2) Often a kind of jamais-vue, philosophical experience is inherently an emotional experience. It can be exciting, terrifying, lonely, eery, beautiful, confusing, loving, or a combination of all. There is something uncanny and disruptive about philosophical experiences. They are discoordinating and disorienting because such experiences open and then sustain questions which shake basic foundational assumptions we rely on in our lives, and put at risk any sense of firm footing in the world. A philosophical experience feels like an adventure. It can feel dangerous, and people may not be equally open to it, or need different kinds of scaffolding or preparation for it.

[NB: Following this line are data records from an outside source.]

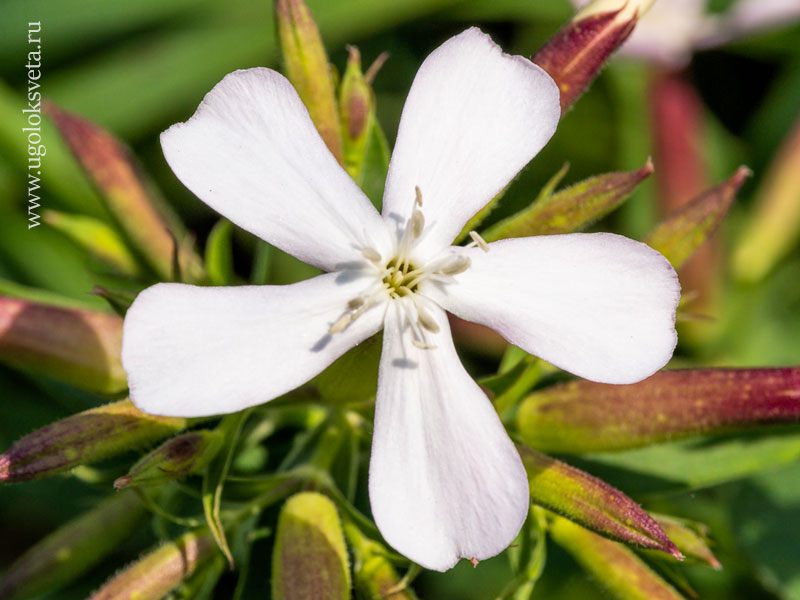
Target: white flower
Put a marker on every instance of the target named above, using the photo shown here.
(445, 479)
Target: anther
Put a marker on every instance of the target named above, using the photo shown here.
(355, 303)
(427, 321)
(371, 254)
(416, 223)
(343, 322)
(457, 265)
(423, 345)
(479, 240)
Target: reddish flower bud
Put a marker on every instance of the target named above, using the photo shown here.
(583, 416)
(79, 347)
(592, 503)
(575, 54)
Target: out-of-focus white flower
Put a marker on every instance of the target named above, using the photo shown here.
(445, 479)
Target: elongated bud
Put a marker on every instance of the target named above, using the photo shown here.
(310, 558)
(775, 228)
(153, 576)
(83, 438)
(583, 416)
(71, 550)
(612, 564)
(592, 503)
(357, 110)
(691, 538)
(573, 208)
(97, 238)
(681, 233)
(373, 574)
(79, 347)
(308, 69)
(182, 455)
(574, 55)
(129, 196)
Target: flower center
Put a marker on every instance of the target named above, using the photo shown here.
(401, 278)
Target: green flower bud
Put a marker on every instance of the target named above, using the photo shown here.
(97, 238)
(73, 549)
(681, 233)
(129, 196)
(83, 438)
(573, 208)
(308, 69)
(310, 558)
(182, 455)
(153, 576)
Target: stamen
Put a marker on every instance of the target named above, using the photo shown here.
(416, 223)
(458, 264)
(479, 240)
(355, 303)
(343, 322)
(426, 320)
(423, 345)
(371, 254)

One reason philosophical experience / questions is backgrounded in courses (including philosophy courses) is because it seems more difficult to standardise a way of evaluating its quality. I believe I can sense when someone is experiencing a philosophical problem, but it is harder to pinpoint on rubric sheets just what a marker would be looking for compared with, say, the validity of the argument. This leads to another version of Biesta’s (2009) observation that in assessment, we tend to value what we can measure rather than measuring what we value. (We could call this ‘the assessment fallacy’, recognising its resonance with Dewey’s ‘philosophical fallacy’). Another reason it is backgrounded is because students and teachers may have unquestioned assumptions about the purpose of education at odds with cultivating philosophical experiences.

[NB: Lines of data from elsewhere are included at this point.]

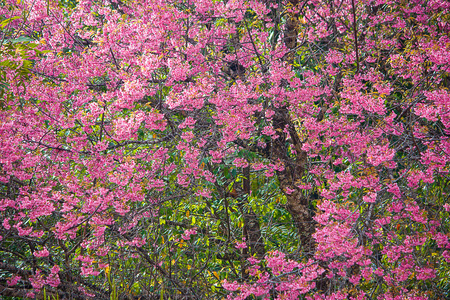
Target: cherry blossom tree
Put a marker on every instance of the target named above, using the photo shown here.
(180, 149)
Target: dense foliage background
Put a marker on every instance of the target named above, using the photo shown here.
(179, 149)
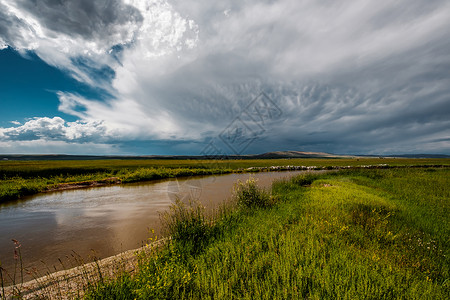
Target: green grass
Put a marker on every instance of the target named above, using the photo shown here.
(358, 234)
(21, 178)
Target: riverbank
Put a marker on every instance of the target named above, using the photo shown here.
(28, 178)
(73, 282)
(356, 234)
(353, 234)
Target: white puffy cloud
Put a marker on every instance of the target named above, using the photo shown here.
(55, 129)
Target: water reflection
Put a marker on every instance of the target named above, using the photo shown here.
(107, 219)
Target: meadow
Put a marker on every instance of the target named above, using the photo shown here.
(21, 178)
(352, 234)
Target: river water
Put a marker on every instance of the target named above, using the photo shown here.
(107, 220)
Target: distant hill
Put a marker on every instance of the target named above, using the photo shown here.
(268, 155)
(420, 156)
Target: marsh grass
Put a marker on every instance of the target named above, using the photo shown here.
(21, 178)
(358, 234)
(344, 235)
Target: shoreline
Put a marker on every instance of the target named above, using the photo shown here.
(117, 181)
(62, 284)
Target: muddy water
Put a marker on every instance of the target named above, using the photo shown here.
(108, 220)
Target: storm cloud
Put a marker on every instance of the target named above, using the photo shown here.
(360, 77)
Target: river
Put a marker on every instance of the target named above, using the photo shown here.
(107, 220)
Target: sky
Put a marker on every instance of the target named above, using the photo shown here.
(145, 77)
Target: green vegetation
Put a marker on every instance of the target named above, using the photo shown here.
(353, 234)
(20, 178)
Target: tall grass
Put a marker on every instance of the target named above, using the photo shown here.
(21, 178)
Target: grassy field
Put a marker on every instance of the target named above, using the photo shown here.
(352, 234)
(20, 178)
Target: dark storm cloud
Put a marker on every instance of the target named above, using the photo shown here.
(361, 77)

Of course, the development of arguments and the development of ideas cannot be as easily parsed as is suggested here. The act of working out an argument is sometimes a clarification of its consequences, scope, conditions, and connections with other ideas, and so developing arguments can itself be the act of dwelling in a philosophical experience. But even here, I am not so sure the quality of the argument always matters. Sometimes, the arguments provide qualitative depth and texture to the philosophical idea. Other times, I feel it is the time spent reading or thinking up the arguments that sustains the philosophical experience, and that the minimal condition is that such arguments are simply ‘believable enough’ to hold this imaginative space. In any case, argument is subservient to the ideas it develops.

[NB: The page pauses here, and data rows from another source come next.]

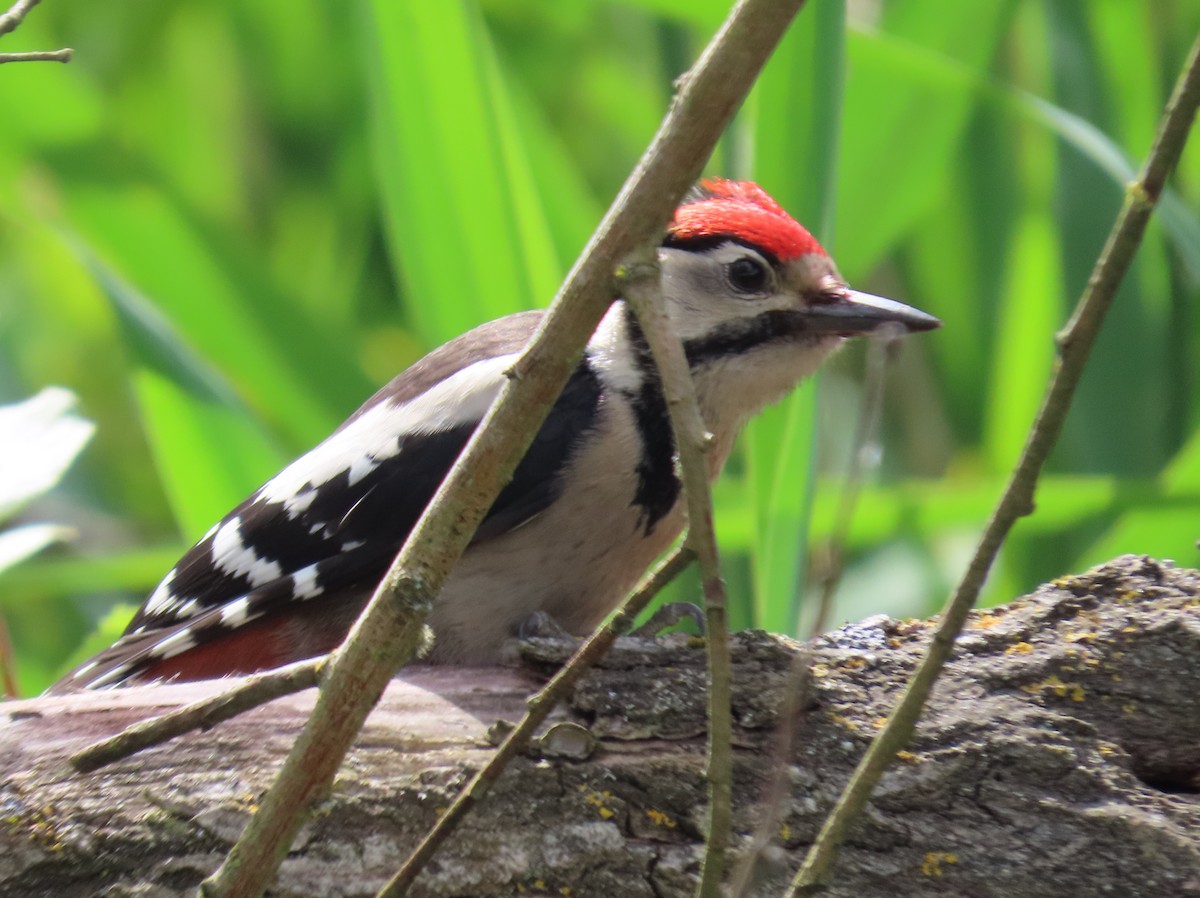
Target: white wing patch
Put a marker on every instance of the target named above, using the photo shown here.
(175, 644)
(304, 584)
(235, 614)
(378, 433)
(235, 557)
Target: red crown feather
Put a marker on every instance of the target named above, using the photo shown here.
(742, 210)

The assumption that it would be otherwise is grounded in the premise that our beliefs are founded and develop primarily through reason, evidence and justification. But we often have a feeling that something is plausible or true, and then work out why we think this is the case. If the philosophical experience is important in education, then the cultivation of plausible possibilities becomes paramount. In addition to reasoning, this requires an engagement with the full dimension of what underlies a person’s openness to novel ideas. This means philosophising education has psychological dimensions too, a rhetorical aspect including context setting, mood, responsiveness, narrative, silence, and much else besides.